Genre parfois j’écris des pages sans m’arrêter, plein de conneries, des idées, des passages, des blagues à moi même et je me marre réellement comme un trou du cul, et je supprime tout vers 11h comme si je me réveillais et que j’étais un merdeux. Hangover. Alors je prends généralement un café et je lis des livres, mais j’oublie le café donc, la dolce gusto finit par s’éteindre toute seule et j’ai lu aucun livre car il y avait du linge à nettoyer/ranger et je finis par m’énerver sur le son que j’écoute car c’est la 100ème fois que je me le fous dans la tête. Et je lis des articles un peu partout, je récupère d’autres mp3 au cas où j’ai raté le train, mais ça va on ne m’en voudra pas. Et là elle m’envoie un sms « on mange pas ensemble ce midi ». D’un côté je suis énervé j’envoie un « :/ » d’un autre côté je suis content, personne me sortira de mon road-trip en cage et ça peut durer jusqu’à 22h sans que je capte plus rien. Oui, elle travaille tard parfois.

Genre d’autres fois j’ai du boulot comme si c’était tombé du ciel. Je sais pas comment ça marche ce game. Donc là je fais bien mon truc, j’ai 40 fenêtres ouvertes, mon bureau est en bordel, je cherche de l’icono partout, j’en crée, j’en vole discret avec un petit filtre « trame de demi-teinte ». Je dis que je suis pauvre et je me retrouve à chiner des bouquins de trucs d’artistes que j’oublie dans la minute où j’ai trouvé ça excitant, un million d’idée dans le crâne, dans les couilles, pour révolutionner le monde et je ponds la petite merde dans l’urgence au milieu de tout ce que j’ai chiadé. C’est ce qu’on retiendra. Avant de recommencer le cycle, d’envoyer des mails, parfois avec CV, parfois avec la langue pour lécher. Je suis mauvais pour ça.

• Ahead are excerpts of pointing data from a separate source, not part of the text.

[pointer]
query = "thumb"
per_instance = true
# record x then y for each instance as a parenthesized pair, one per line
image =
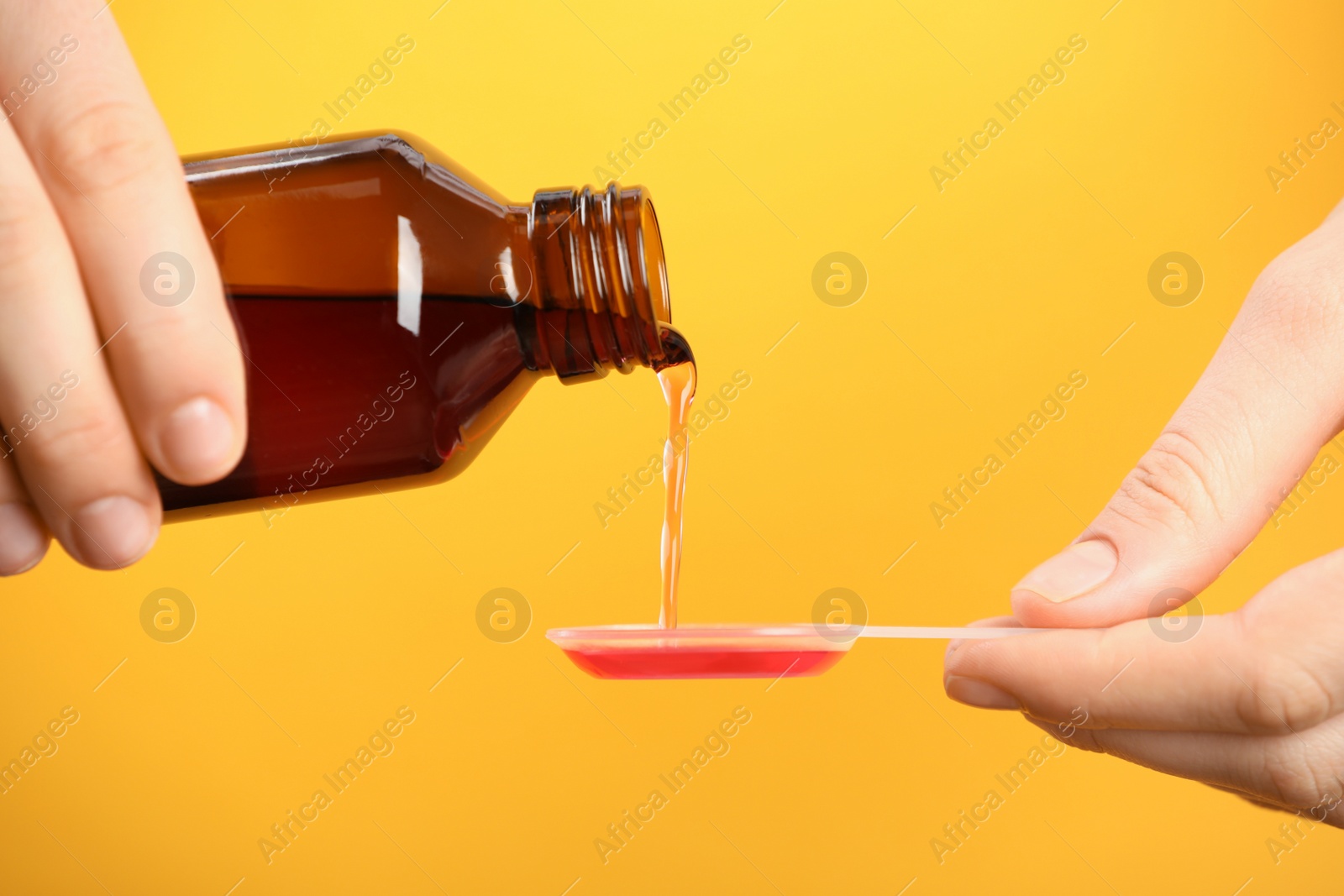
(1252, 426)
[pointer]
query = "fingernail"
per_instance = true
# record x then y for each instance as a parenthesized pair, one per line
(24, 542)
(978, 694)
(112, 532)
(1075, 570)
(197, 441)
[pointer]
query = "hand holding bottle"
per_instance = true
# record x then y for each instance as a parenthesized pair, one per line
(1250, 701)
(118, 349)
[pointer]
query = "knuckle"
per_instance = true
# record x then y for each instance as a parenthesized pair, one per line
(1297, 297)
(1294, 777)
(1173, 483)
(1283, 696)
(104, 145)
(73, 438)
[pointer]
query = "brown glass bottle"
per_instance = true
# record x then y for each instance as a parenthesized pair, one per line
(393, 311)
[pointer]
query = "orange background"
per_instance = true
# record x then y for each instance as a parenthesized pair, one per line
(1030, 265)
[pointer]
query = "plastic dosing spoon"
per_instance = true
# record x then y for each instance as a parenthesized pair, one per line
(732, 652)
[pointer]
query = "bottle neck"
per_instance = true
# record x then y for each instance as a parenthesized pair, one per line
(601, 297)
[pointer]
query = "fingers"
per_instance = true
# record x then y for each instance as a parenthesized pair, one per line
(67, 434)
(24, 537)
(1272, 668)
(114, 179)
(1289, 772)
(1247, 432)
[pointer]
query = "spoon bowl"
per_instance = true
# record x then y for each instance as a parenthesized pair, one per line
(702, 652)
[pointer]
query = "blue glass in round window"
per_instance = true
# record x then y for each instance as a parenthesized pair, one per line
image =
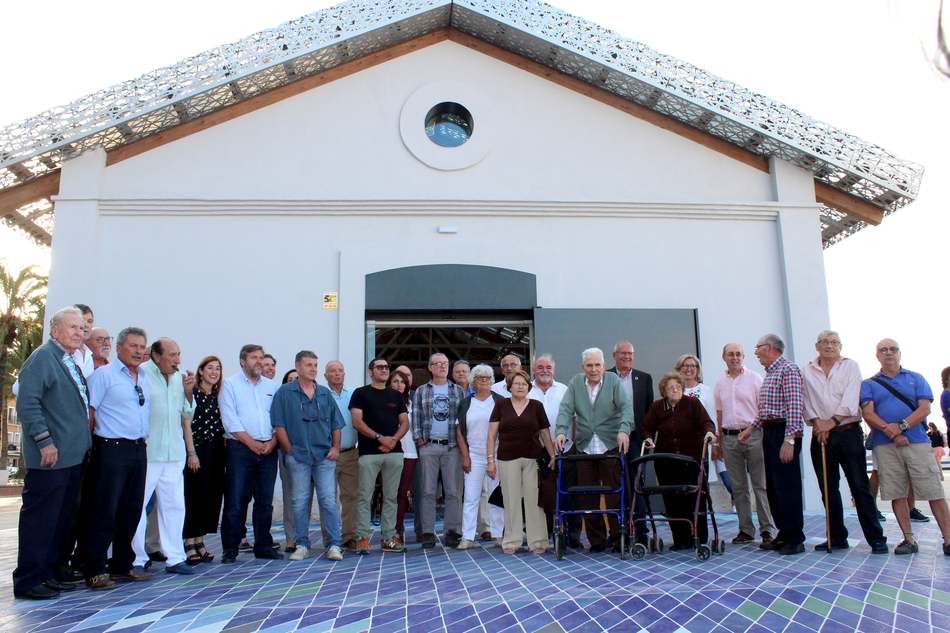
(449, 124)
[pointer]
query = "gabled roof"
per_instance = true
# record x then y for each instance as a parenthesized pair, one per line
(850, 173)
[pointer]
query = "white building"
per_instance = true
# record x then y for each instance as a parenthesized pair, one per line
(604, 191)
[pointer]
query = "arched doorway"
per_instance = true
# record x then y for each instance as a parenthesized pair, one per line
(475, 313)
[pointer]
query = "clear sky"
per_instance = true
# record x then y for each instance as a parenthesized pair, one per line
(856, 64)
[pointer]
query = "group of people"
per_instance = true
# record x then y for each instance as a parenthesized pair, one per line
(136, 454)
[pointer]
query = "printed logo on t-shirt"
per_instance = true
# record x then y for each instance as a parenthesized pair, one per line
(440, 408)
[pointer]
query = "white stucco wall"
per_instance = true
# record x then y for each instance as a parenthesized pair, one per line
(341, 142)
(231, 235)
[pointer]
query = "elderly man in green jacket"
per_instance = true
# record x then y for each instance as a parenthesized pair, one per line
(602, 416)
(53, 410)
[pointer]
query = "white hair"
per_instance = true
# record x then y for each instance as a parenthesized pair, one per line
(592, 351)
(775, 341)
(62, 313)
(546, 357)
(480, 371)
(825, 333)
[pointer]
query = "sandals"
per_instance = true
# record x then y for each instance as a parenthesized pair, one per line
(206, 556)
(193, 556)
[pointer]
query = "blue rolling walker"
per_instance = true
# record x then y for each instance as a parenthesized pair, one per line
(560, 528)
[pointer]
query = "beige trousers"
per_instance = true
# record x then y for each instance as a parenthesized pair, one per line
(519, 480)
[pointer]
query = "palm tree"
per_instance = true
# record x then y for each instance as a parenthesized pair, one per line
(22, 299)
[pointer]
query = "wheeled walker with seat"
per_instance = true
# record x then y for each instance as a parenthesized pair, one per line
(562, 490)
(698, 489)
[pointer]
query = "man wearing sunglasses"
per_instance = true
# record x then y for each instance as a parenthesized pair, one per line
(379, 416)
(895, 403)
(120, 404)
(101, 345)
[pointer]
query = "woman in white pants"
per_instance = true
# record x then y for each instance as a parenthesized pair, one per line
(471, 434)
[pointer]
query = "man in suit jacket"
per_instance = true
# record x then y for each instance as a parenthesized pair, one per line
(53, 410)
(638, 385)
(602, 414)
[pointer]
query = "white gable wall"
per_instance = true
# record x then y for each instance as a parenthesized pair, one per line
(231, 235)
(341, 142)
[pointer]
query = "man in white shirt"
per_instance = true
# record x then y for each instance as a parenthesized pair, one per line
(737, 400)
(252, 461)
(546, 390)
(510, 364)
(832, 409)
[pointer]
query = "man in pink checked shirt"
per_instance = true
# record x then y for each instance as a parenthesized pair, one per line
(832, 391)
(780, 416)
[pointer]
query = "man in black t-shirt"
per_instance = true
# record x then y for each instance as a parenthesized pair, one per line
(379, 416)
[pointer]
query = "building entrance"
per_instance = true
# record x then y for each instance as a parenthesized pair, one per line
(483, 340)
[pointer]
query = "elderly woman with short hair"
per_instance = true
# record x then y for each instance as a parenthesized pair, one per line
(691, 371)
(679, 425)
(519, 427)
(471, 435)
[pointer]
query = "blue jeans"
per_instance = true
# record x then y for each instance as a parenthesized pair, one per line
(304, 478)
(248, 475)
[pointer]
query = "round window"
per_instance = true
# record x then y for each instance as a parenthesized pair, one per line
(449, 124)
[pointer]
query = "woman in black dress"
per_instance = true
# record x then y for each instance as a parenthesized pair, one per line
(204, 488)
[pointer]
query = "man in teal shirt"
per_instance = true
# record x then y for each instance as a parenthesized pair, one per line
(169, 449)
(348, 464)
(307, 423)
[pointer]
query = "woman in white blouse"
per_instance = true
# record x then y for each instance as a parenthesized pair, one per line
(471, 435)
(401, 381)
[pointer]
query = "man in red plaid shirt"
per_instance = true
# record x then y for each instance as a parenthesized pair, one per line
(780, 416)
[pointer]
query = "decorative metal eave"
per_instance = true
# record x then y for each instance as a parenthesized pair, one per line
(320, 41)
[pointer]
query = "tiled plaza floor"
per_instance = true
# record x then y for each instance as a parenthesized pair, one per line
(484, 590)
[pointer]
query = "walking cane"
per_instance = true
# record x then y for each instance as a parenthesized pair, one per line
(824, 474)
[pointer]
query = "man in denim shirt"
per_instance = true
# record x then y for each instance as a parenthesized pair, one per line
(308, 422)
(434, 412)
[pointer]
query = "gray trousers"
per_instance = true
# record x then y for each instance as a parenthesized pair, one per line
(435, 459)
(745, 464)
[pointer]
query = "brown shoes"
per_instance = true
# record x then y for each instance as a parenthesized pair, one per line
(136, 574)
(100, 582)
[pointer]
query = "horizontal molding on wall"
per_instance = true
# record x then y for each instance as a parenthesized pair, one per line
(766, 211)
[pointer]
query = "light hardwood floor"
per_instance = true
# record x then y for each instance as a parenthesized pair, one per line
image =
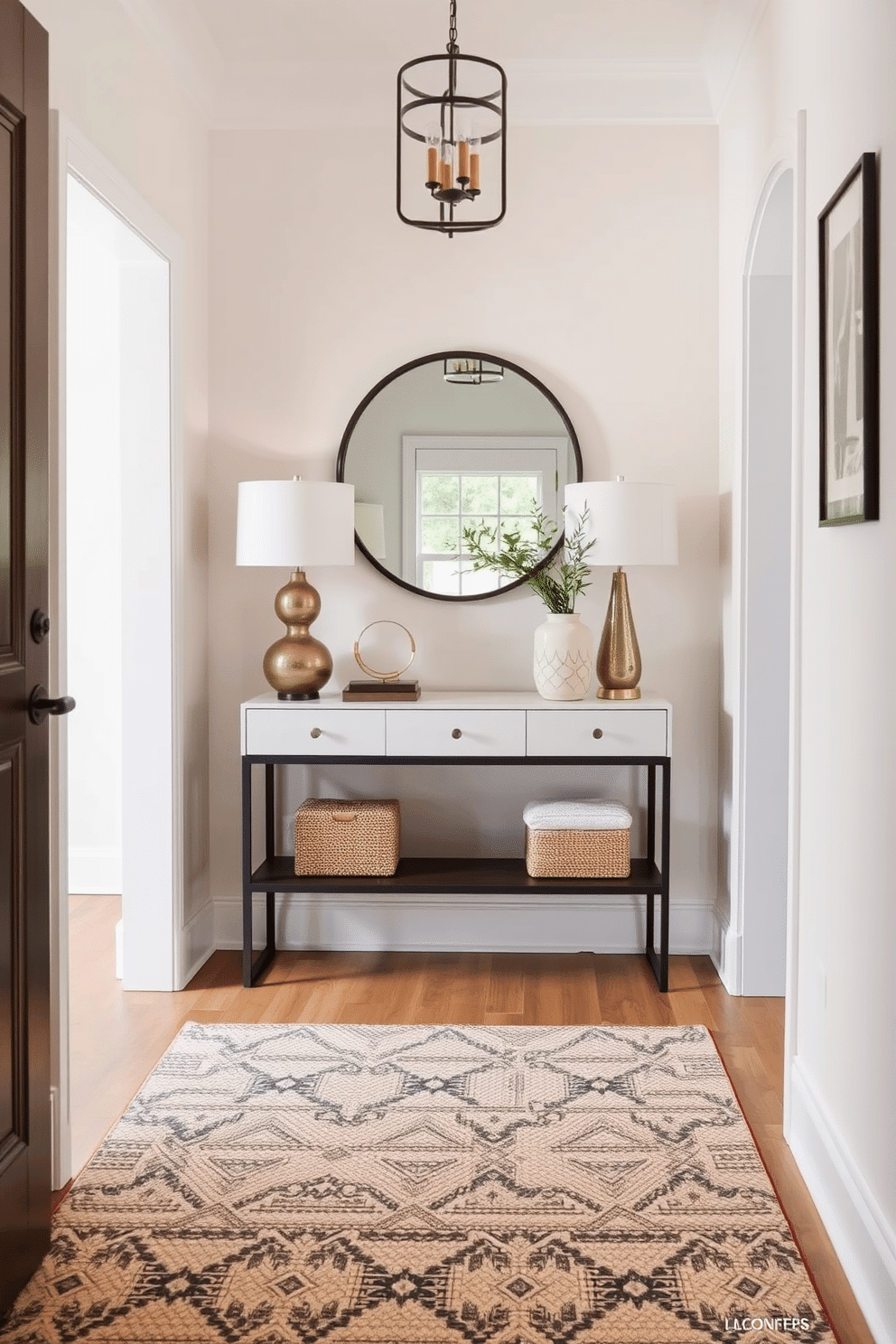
(117, 1038)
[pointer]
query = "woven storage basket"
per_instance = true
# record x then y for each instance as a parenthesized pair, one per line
(576, 854)
(359, 837)
(597, 847)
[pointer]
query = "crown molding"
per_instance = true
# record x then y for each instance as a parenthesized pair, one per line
(298, 94)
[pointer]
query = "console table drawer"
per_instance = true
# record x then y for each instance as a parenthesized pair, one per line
(455, 733)
(312, 732)
(597, 733)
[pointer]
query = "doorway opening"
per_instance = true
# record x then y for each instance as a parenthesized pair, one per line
(117, 771)
(766, 492)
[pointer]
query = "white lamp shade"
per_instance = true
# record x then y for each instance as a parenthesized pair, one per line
(294, 523)
(631, 522)
(371, 528)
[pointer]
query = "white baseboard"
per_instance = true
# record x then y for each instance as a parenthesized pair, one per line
(864, 1241)
(463, 924)
(725, 953)
(196, 944)
(55, 1170)
(94, 871)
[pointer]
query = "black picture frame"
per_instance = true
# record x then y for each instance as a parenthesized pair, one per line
(849, 350)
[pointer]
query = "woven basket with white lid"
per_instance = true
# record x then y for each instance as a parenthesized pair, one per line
(576, 837)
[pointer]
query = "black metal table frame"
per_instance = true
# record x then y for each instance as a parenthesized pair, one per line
(277, 873)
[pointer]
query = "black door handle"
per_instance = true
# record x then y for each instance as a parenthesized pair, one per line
(41, 705)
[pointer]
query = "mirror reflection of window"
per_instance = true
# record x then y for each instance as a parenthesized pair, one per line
(450, 501)
(508, 418)
(452, 482)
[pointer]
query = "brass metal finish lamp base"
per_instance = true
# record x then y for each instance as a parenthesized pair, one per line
(297, 666)
(618, 656)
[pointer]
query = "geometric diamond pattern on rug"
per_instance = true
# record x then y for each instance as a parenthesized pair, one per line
(338, 1184)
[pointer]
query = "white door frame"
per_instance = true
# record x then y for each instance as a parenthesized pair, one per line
(763, 719)
(154, 691)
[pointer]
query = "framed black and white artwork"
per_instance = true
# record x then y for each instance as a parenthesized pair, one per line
(849, 375)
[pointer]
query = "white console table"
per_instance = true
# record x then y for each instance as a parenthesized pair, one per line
(463, 727)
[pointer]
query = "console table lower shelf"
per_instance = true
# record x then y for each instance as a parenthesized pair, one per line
(441, 876)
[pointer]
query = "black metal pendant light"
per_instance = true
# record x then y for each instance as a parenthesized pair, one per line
(452, 140)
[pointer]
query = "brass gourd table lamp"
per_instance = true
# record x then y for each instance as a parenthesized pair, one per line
(630, 523)
(290, 525)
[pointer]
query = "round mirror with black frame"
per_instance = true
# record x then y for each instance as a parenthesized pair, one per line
(450, 441)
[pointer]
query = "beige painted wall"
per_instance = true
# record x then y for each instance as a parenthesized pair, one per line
(603, 285)
(833, 60)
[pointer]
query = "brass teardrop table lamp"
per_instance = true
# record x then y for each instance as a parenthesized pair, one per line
(630, 523)
(290, 525)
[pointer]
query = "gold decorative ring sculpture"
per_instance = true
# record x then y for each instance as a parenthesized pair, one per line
(383, 677)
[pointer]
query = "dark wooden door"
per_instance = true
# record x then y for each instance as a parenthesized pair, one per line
(24, 793)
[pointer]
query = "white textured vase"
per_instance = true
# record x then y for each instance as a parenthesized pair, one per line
(563, 658)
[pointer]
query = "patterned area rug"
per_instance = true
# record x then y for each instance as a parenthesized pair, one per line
(426, 1184)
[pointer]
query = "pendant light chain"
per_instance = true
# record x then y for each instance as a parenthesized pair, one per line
(453, 47)
(453, 107)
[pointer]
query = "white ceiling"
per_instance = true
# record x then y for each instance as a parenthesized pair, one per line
(273, 63)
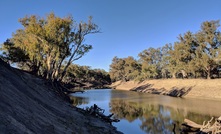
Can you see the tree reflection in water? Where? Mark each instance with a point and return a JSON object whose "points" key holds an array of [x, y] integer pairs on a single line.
{"points": [[154, 118]]}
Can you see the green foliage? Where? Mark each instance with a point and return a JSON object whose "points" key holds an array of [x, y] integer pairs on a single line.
{"points": [[124, 69], [44, 44], [193, 55], [76, 73]]}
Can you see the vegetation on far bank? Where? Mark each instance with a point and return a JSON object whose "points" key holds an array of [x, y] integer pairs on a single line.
{"points": [[47, 47], [194, 55]]}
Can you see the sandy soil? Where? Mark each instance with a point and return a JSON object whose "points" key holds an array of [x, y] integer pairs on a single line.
{"points": [[28, 105], [197, 88]]}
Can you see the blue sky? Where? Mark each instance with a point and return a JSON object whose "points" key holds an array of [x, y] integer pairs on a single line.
{"points": [[128, 26]]}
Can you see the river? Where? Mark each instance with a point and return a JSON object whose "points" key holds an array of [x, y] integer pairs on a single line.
{"points": [[142, 113]]}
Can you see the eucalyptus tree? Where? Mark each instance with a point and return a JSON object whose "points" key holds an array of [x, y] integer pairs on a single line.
{"points": [[208, 53], [53, 42], [117, 69], [150, 60], [182, 55]]}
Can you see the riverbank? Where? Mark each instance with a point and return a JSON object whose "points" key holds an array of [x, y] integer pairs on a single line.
{"points": [[193, 88], [29, 105]]}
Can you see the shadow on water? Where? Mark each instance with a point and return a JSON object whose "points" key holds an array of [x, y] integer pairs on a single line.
{"points": [[153, 118], [147, 113]]}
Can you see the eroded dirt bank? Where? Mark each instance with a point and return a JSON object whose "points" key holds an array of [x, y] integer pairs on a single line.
{"points": [[194, 88], [28, 105]]}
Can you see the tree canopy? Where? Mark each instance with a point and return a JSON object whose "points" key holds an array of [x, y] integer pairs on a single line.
{"points": [[48, 46], [194, 55]]}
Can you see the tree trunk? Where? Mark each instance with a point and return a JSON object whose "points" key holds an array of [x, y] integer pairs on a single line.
{"points": [[208, 70]]}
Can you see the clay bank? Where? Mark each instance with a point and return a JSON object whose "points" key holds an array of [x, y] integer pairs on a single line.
{"points": [[29, 105]]}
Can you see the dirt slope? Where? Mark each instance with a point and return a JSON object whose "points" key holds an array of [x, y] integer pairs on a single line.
{"points": [[27, 105]]}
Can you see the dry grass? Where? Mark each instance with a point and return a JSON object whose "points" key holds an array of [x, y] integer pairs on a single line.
{"points": [[200, 88]]}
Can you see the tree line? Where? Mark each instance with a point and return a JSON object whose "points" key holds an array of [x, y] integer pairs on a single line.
{"points": [[48, 46], [193, 55]]}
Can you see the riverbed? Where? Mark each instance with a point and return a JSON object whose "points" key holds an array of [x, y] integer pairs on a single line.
{"points": [[147, 113]]}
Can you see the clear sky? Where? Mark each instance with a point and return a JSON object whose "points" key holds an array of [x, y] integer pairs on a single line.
{"points": [[128, 26]]}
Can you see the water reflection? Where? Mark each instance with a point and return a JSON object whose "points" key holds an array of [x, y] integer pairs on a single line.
{"points": [[144, 113]]}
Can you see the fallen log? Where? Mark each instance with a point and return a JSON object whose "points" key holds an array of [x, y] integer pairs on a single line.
{"points": [[98, 112]]}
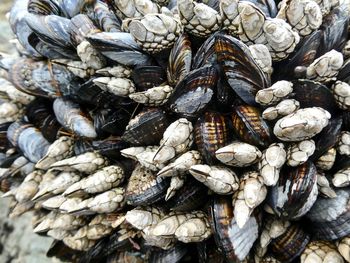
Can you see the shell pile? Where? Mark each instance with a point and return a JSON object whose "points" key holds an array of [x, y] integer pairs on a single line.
{"points": [[168, 131]]}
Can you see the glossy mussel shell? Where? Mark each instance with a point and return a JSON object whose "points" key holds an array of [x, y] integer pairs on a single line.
{"points": [[190, 197], [145, 188], [304, 55], [250, 127], [40, 113], [234, 242], [290, 244], [146, 128], [242, 73], [40, 78], [295, 192], [328, 137], [193, 94], [335, 31], [179, 60], [314, 94], [211, 133], [330, 217], [147, 77]]}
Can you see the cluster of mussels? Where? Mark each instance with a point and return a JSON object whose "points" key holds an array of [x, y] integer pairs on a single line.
{"points": [[157, 131]]}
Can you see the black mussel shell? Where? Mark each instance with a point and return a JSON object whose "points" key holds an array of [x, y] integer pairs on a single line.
{"points": [[147, 127], [234, 242], [40, 113], [346, 121], [290, 244], [109, 147], [17, 20], [295, 192], [44, 7], [105, 247], [335, 31], [208, 252], [4, 142], [174, 254], [145, 188], [146, 77], [330, 217], [242, 73], [250, 127], [119, 47], [328, 137], [80, 27], [59, 250], [304, 55], [105, 19], [52, 29], [49, 51], [206, 54], [91, 94], [126, 256], [112, 121], [211, 133], [15, 129], [190, 197], [73, 7], [314, 94], [180, 58], [193, 94], [344, 72], [28, 139], [73, 118], [39, 78]]}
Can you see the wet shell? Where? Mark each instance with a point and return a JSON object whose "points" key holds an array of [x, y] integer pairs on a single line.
{"points": [[211, 133], [147, 77], [192, 95], [330, 216], [147, 127], [144, 187], [250, 127], [242, 73], [179, 60], [290, 244], [234, 242], [295, 192]]}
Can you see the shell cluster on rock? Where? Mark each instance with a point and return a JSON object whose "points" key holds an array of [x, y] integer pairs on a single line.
{"points": [[181, 130]]}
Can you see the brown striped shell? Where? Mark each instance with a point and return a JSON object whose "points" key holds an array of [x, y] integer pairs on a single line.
{"points": [[234, 242], [146, 128], [193, 93], [144, 187], [250, 127], [290, 244], [295, 192], [211, 133], [179, 60], [242, 72]]}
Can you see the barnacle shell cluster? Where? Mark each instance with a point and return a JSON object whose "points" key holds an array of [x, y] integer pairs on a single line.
{"points": [[180, 131]]}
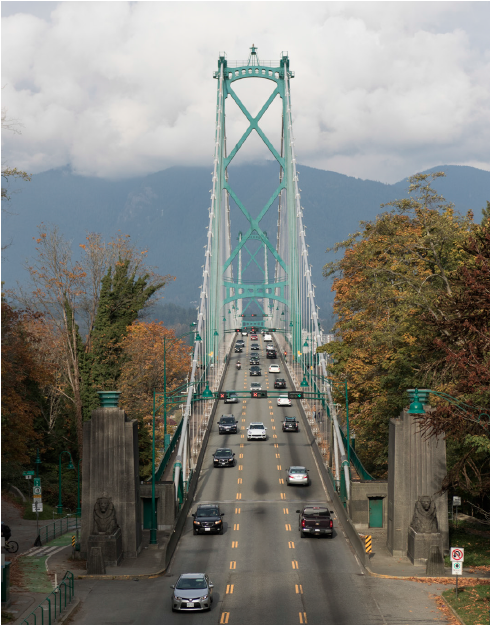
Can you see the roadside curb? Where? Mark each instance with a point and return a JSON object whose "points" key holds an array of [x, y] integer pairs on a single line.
{"points": [[61, 619]]}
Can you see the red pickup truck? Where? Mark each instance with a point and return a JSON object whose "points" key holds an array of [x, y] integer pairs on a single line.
{"points": [[315, 521]]}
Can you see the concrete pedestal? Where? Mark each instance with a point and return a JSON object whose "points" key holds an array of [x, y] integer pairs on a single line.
{"points": [[419, 545], [111, 547]]}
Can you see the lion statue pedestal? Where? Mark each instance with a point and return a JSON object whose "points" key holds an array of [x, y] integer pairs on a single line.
{"points": [[423, 532], [106, 537]]}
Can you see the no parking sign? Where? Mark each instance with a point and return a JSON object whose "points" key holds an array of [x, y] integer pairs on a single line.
{"points": [[456, 554]]}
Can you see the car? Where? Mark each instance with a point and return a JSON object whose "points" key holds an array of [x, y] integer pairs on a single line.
{"points": [[297, 475], [223, 458], [256, 431], [290, 424], [315, 521], [192, 592], [231, 397], [283, 401], [208, 519], [227, 425]]}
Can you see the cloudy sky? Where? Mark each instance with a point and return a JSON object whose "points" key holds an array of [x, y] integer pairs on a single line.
{"points": [[114, 89]]}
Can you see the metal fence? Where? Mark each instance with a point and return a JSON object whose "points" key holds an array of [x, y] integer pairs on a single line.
{"points": [[50, 609]]}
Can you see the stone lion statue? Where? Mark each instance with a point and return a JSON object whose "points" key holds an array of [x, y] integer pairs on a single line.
{"points": [[104, 516], [424, 517]]}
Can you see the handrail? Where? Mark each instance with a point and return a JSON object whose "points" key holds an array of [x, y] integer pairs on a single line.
{"points": [[57, 528], [168, 452], [67, 583]]}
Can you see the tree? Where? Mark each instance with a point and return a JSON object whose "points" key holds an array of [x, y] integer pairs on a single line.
{"points": [[143, 371], [390, 277], [67, 291], [23, 375]]}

Et genre je bosse à mon œuvre plusieurs fois. Alors ça, ça a commencé depuis longtemps. Depuis qu’il a fallu plaire aux filles. Mon œuvre, je sais pas trop ce que c’est mais je bosse dessus, je pose les limites. Et c’est l’heure de la sieste. Je reste dans mon coin et je me dis tiens ça serait marrant de faire un truc sous Processing où je dis salut et t’as toutes les meufs qui tiennent un blog vidéo qui me répondent « coucou les filles ». Et je dis « tenue » et elles détaillent toutes en même temps leur tenue dans un brouhaha impossible, elles nous enfument au gaz sarin. Ça exprimerait le bruit ambiant de l’internet et le fait d’exister sans exister, d’être dans un univers plus que convenu où l’on respecte tous les codes attendus, « coucou les filles », en espérant sortir du lot à se nommer megaconnard. J’y crois pas du tout mais je me dis que le commissaire de l’expo que je ne connais pas encore pourrait bien pondre cette phrase dans le communiqué de presse. Et je commence à riper tous les youtube de toutes ces meufs et comme j’aime pas le décor de leur chambre et ça rendrait mieux avec un petit fond uni, j’ouvre le putain d’after effects pour la rotoscopie. Et au bout de 36 images (1seconde et 12 images) j’ai envie de mater une série. Mais j’ai déjà tout vu alors j’écris des lettres de motivation ou j’oublie de répondre aux potes. Je regarde ma rotoscopie et elle est toute pourrie. Je supprime toutes les images clés. Et je vais aux chiottes. Je rap mais pas trop fort, en ce moment il y a des ouvriers sur notre pallier. Et en fait je crois que je fous vraiment rien, je me dis en voyant mon reflet dans l’appart’ alors je me remotive pour pondre un texte pour quelqu’un. De la money bonus. Mais t’as les notifs mails qui sonnent de partout. Je pleure chaque fois que ma candidature ne correspond pas mais qu’il garde mon dossier au cas où. Je lui transfère tous ces mails de refus pour qu’elle m’encourage un peu et c’est beaucoup dur parce qu’elle demandera quand même.

« et alors ta journée ».

Malgré les tweets, les like, les mails, les sms. Je n’ai rien à dire. Sauf et toi.

Qu’est ce que j’en ai à branler de Julian Assange.